Sri Lanka needs to go for diversification and not restrict itself to garments as now. Electronics, light engineering products, electrical items, wellness products and certain agricultural products, such as spices could be promoted in a focused manner. All of these can enter the EU market on a duty free basis.
However, the GSP Plus utilization rate is still relatively low in Sri Lanka. It was only 55 per cent in 2017. In clothing, it was 43 per cent.
But the EU is helping Sri Lanka make fuller use of the GSP-Plus. The EU-Sri Lanka Trade-Related Technical Assistance project launched in 2017 is aimed at increasing the trade competitiveness of Sri Lankan Small and Medium scale Enterprises (SMEs) in the SAARC and EU markets.
The reason for President Sirisena’s rigid stance is that he believes that the drug menace is ruining Lankan society and that the drug trade had been behind both Tamil and Islamic terrorism the country was subjected to.
Sirisena also believes that the Philippines President Rodrigo Duterte’s harsh methods against drug dealers have paid off and therefore they should be replicated in Sri Lanka.

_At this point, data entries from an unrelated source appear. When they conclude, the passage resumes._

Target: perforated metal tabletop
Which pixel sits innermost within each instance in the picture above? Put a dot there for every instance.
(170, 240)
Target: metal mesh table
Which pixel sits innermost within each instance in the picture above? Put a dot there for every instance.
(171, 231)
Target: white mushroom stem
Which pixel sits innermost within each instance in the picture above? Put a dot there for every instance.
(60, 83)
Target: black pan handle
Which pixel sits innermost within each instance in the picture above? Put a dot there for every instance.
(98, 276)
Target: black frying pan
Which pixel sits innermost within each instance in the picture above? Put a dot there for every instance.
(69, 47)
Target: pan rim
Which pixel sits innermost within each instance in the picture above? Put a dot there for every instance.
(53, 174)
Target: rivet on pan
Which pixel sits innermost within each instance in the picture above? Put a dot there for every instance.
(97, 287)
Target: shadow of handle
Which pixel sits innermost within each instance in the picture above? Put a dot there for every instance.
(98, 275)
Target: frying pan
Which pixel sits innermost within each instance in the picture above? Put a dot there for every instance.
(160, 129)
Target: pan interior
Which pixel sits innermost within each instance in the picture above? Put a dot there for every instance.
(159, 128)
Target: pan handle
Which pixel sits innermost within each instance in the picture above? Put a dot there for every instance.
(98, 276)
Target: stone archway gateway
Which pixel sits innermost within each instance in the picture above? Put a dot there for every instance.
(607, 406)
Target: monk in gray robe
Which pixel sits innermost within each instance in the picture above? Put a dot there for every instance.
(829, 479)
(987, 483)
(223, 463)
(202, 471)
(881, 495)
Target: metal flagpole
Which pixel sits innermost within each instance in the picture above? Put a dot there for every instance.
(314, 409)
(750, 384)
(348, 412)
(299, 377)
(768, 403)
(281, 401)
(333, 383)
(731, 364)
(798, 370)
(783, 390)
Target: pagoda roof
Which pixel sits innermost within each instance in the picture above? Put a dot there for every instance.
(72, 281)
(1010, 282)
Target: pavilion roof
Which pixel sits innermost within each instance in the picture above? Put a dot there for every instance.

Sirisena told the UN Secretary General Antonio Guterres, that anybody who opposes his decision on capital punishment has to be deemed to be a supporter of the drug trade. He told the European Union (EU) to back off when it warned that re-institution of capital punishment might lead to the suspension of trade concessions under the General System of Preferences-Plus (GSP-Plus) scheme.
Sirisena said that the threat of withdrawal is tantamount to interference in Lanka’s international affairs and that he will not allow any infringement of his country’s sovereignty.
It is yet to be seen whether economic logic or the question of national sovereignty will decided Sri Lanka’s fate.